From: Ray Recchia (rrecchia@mail.clarityconnect.com)
Date: Tue 27 May 2003 - 20:55:38 GMT
>
> On Tuesday, May 27, 2003, at 03:47 PM, Ray wrote:
>
> > Of course random
> > outside effects during the performance effect transmission of the
> > meme. Who on earth would deny that?
>
> The memeinthemind model denies it whenever it claims the meme is
> transmitted from one mind to another, and then also claims that it is
> the selfsame meme.
>
> - Wade
This is your misperception alone.
The meme in the mind claims that we percieve each other as having the
thoughts and ideas that share a common ground. This is the basis for
human empathy and for human language. We assume that hunger in one head
shares a commonality with hunger in another head, and that the concept of
democracy is one head shares a commonality with the concept of democracy
in another. The commonality is the essence of the meme in both heads.
Our empathy and perception of commonality are fundamental roots of human
society, and can and should serve as the basis for scientific study in
memetics.
The meme-in-the-mind model recognizes that variation can be introduced at
a variety of levels, including unplanned changes during expression.

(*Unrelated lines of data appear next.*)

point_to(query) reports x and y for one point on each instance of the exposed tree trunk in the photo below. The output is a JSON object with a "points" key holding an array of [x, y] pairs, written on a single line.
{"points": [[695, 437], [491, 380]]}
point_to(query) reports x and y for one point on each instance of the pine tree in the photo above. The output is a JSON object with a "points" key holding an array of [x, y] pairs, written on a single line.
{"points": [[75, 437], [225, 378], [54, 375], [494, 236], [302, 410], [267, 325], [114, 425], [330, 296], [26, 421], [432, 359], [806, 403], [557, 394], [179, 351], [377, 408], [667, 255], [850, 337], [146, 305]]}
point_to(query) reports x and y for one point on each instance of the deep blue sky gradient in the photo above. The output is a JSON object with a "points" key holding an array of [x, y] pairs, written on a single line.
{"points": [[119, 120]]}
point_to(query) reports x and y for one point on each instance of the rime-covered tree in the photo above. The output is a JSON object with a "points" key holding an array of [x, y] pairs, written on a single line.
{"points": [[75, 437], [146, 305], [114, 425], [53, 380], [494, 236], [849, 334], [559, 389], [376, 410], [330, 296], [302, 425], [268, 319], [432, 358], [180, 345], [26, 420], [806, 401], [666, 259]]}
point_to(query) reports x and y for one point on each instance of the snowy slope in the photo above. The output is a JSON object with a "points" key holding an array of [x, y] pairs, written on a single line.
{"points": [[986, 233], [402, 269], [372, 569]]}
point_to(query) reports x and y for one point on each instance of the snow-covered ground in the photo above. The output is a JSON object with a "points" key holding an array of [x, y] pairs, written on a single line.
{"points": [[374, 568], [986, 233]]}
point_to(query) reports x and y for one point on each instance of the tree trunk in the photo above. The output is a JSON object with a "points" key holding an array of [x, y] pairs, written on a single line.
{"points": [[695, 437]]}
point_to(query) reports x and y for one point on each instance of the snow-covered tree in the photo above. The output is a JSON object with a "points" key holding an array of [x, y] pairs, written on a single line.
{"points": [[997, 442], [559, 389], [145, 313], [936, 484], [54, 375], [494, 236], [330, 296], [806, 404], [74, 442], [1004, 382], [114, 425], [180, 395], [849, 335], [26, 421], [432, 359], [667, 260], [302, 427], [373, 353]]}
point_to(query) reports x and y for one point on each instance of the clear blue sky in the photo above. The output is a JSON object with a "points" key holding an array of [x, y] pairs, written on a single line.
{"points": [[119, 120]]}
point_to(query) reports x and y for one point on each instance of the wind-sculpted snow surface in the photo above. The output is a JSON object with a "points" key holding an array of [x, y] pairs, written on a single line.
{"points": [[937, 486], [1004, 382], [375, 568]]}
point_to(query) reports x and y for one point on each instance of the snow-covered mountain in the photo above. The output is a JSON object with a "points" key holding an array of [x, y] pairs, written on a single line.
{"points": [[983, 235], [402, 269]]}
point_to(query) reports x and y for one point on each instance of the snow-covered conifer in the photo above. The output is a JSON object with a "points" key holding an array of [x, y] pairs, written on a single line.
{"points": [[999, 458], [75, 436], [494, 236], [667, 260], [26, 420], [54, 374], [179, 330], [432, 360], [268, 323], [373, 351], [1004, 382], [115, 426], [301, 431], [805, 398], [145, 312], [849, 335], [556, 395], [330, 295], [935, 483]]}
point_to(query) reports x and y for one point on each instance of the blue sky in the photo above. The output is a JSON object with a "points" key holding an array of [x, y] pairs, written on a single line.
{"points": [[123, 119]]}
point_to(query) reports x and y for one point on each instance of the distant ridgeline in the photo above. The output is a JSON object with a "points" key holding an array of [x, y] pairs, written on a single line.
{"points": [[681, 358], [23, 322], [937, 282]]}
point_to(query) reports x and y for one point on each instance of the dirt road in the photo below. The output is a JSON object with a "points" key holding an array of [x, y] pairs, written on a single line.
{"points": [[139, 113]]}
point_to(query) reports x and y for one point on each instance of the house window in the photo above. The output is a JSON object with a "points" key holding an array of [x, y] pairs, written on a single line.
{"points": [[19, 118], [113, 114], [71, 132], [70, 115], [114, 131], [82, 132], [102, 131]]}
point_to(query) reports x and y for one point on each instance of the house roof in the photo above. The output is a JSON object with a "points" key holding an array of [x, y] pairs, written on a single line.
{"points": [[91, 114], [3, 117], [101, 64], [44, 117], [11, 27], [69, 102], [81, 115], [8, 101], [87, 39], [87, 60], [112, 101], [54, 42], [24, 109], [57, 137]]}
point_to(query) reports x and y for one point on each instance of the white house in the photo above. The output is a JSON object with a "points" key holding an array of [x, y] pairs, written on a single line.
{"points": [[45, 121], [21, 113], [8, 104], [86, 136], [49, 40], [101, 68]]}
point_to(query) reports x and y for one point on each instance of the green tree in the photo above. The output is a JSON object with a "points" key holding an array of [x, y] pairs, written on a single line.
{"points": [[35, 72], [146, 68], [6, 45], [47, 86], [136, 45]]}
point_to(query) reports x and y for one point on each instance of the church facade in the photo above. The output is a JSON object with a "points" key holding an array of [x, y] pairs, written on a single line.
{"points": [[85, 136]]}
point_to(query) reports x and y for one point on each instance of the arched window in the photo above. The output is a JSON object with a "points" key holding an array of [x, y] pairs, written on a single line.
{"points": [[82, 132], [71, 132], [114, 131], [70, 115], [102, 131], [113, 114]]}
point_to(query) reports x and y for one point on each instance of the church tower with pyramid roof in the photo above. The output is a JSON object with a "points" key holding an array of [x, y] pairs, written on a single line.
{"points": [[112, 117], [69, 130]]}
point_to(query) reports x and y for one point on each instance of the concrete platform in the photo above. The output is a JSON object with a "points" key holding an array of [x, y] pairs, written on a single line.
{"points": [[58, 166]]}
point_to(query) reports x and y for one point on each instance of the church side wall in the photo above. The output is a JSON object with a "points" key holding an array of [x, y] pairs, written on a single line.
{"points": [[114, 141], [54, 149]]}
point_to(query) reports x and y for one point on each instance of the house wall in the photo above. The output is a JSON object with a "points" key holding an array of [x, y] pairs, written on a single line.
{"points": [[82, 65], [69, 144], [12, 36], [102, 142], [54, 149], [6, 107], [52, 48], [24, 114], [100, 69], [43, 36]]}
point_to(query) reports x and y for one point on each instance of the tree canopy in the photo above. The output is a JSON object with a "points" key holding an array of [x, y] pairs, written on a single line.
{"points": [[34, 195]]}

There is simply no reason whatsoever for it not to. What it is capable
of doing, which your performance based model is not among other things,
is analyzing mental processes by which memes are altered. We can't point
towards the specific neurochemical changes involved in these processes
either, but they clearly occur. Your performance based model can not
account for them without considering internal human awareness.